イスカンダール計画は沼地を一大都市に変貌させる野心的な国家プロジェクトであり、政府も相当の時間とコストをかけて開発を進めています。
また、シンガポールとクアラルンプール間に新幹線を走らせる計画も具体化しています。

シンガポールとマレーシアの政府系投資会社に加え、マレーシアの大手不動産開発会社であるサンウェイ社や日本の総合商社なども投資計画を発表し、徐々にオフィスや商業施設、居住環境も整備されていくと思いますが、人が賑わう街になるには計画よりも相当時間がかかるのではないかとみています。
2013年10月に私はプテリハーバー地区のヨットハーバーが眼前に見えるコンドミニアム(2016年完成予定)を購入しましたが、比較的安価な価格、海やヨットが見えるロケーションではあるものの、引き渡し後のテナント付、賃料水準、将来の売却計画については現状をよく調査し、街全体の成長ぶりを確認しながら長期的な視点に立って検討していく方針です。

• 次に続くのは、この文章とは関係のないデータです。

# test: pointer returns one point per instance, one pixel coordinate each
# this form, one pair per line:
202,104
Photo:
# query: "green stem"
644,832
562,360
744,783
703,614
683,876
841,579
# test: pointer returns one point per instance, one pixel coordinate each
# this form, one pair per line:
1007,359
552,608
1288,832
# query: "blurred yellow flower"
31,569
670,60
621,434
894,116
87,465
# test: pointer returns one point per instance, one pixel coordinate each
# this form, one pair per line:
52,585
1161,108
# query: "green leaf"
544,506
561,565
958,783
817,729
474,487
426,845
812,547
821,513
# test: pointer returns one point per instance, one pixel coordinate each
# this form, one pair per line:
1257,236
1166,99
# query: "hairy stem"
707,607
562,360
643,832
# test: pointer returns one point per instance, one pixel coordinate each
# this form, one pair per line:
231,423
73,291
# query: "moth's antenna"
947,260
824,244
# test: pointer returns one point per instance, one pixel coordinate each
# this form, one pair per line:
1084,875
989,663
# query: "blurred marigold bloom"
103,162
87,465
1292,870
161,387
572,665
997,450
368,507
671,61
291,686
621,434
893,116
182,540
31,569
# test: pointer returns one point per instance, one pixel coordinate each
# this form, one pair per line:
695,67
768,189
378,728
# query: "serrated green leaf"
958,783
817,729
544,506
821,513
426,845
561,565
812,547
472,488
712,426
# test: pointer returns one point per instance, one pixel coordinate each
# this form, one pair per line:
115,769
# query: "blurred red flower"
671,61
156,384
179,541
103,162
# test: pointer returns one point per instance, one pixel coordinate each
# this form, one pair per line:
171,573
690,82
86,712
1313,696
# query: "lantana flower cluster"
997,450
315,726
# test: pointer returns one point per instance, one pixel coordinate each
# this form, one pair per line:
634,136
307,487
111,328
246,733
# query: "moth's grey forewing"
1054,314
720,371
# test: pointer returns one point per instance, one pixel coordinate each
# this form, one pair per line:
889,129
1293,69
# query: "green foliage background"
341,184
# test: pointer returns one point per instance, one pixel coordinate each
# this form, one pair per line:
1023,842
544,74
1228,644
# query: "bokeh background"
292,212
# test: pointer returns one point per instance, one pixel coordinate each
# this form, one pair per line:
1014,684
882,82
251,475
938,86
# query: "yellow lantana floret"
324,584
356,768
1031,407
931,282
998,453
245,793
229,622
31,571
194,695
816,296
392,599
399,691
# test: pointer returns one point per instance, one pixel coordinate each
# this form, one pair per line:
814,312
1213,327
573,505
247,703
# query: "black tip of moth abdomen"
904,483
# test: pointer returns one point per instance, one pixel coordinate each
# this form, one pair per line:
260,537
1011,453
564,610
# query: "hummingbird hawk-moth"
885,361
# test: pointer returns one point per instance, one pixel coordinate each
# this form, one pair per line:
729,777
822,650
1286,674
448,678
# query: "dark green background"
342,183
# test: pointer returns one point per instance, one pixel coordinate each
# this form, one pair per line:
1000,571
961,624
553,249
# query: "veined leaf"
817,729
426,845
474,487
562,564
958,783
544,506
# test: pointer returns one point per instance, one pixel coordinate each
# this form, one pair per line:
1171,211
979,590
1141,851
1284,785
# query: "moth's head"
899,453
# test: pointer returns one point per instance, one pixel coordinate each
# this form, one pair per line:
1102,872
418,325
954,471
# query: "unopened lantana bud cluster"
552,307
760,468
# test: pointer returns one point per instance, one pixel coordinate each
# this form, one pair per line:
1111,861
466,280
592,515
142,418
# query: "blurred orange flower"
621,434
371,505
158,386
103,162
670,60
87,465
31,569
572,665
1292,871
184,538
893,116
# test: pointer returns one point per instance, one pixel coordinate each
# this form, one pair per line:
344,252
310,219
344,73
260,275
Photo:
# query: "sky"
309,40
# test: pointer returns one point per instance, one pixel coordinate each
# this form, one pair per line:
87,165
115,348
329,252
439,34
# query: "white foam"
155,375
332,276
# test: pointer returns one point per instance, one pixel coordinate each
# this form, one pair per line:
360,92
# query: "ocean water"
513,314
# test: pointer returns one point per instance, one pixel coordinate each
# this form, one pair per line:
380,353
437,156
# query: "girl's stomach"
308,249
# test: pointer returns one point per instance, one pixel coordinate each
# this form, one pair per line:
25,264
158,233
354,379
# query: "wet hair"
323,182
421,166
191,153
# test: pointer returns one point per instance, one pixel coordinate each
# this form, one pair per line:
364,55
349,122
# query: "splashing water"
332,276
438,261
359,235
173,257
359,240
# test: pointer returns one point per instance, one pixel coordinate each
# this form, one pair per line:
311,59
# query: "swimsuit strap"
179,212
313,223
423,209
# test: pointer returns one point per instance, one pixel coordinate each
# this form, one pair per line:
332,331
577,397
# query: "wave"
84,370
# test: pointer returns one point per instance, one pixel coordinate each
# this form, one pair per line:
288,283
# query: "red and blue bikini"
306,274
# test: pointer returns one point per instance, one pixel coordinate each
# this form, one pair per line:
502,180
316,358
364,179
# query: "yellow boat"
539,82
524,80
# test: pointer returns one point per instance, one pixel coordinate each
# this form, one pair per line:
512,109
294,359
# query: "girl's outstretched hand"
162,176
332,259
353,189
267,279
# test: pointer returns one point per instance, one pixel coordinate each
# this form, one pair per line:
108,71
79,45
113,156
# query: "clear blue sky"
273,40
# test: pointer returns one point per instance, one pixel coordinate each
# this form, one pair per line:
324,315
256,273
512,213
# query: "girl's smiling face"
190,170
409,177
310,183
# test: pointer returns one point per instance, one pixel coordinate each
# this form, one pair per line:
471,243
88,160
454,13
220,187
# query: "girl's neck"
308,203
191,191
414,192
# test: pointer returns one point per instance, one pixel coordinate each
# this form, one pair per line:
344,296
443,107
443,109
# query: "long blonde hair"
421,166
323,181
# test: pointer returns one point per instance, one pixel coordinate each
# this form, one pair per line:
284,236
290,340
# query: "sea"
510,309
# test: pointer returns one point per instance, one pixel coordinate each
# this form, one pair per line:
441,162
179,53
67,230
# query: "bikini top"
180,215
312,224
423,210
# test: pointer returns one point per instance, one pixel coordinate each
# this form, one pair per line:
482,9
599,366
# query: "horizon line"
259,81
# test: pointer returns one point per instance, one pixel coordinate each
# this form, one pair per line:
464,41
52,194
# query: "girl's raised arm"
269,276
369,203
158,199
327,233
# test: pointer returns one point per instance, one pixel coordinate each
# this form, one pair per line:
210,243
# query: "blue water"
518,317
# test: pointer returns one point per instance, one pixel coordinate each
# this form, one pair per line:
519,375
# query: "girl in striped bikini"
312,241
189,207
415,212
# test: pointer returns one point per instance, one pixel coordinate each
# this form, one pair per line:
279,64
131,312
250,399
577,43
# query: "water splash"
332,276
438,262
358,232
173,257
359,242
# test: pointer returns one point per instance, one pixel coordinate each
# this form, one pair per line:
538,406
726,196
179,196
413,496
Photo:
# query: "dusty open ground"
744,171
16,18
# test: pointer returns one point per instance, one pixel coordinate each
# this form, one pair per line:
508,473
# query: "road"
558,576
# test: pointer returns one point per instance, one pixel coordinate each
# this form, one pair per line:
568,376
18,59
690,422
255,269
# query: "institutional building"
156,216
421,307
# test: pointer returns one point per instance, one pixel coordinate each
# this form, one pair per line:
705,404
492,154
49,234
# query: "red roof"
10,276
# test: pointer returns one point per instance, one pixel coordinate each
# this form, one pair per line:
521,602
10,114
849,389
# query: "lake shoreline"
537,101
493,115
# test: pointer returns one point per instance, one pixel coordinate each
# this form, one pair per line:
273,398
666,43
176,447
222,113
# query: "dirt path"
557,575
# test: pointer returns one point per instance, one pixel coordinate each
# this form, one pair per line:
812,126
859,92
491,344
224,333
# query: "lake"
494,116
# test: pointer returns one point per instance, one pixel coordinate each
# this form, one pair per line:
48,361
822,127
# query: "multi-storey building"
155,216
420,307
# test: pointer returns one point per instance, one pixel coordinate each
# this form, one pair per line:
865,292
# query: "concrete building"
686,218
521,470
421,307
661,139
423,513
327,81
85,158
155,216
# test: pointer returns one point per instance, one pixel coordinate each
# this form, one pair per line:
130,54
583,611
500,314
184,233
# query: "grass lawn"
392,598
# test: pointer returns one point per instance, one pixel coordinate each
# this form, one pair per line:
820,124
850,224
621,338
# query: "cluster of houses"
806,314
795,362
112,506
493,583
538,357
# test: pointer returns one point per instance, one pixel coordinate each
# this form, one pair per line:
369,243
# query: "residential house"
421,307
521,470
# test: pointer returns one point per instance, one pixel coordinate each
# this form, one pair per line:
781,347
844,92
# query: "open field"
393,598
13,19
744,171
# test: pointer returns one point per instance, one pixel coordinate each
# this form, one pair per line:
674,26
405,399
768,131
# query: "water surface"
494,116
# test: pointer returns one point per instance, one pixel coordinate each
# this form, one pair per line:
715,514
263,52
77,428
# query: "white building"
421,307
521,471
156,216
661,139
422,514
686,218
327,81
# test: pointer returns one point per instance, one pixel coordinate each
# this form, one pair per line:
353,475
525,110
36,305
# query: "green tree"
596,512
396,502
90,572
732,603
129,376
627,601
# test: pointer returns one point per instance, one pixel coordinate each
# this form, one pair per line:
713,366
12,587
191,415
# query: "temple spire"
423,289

既に海外不動産投資を経験している私にとってイスカンダール地区はアジアの国の方々の未来を映すエリアとみており、廃墟となる不安もある一方でそれ以上にアジアの豊かな時代の到来を予見させるものであると考えています。
ただし、イスカンダール地区で初めて海外不動産投資を検討される方は、クアラルンプールや他の地域との投資効果を比較し、開発物件の十分な調査と慎重な判断を行っていただきたいと思います。

第5回と第6回ではマレーシアの不動産市場状況と、私が新築コンドミニアムを購入した際の流れやトラブルについてお話いたしました。次回もよろしくお願いいたします。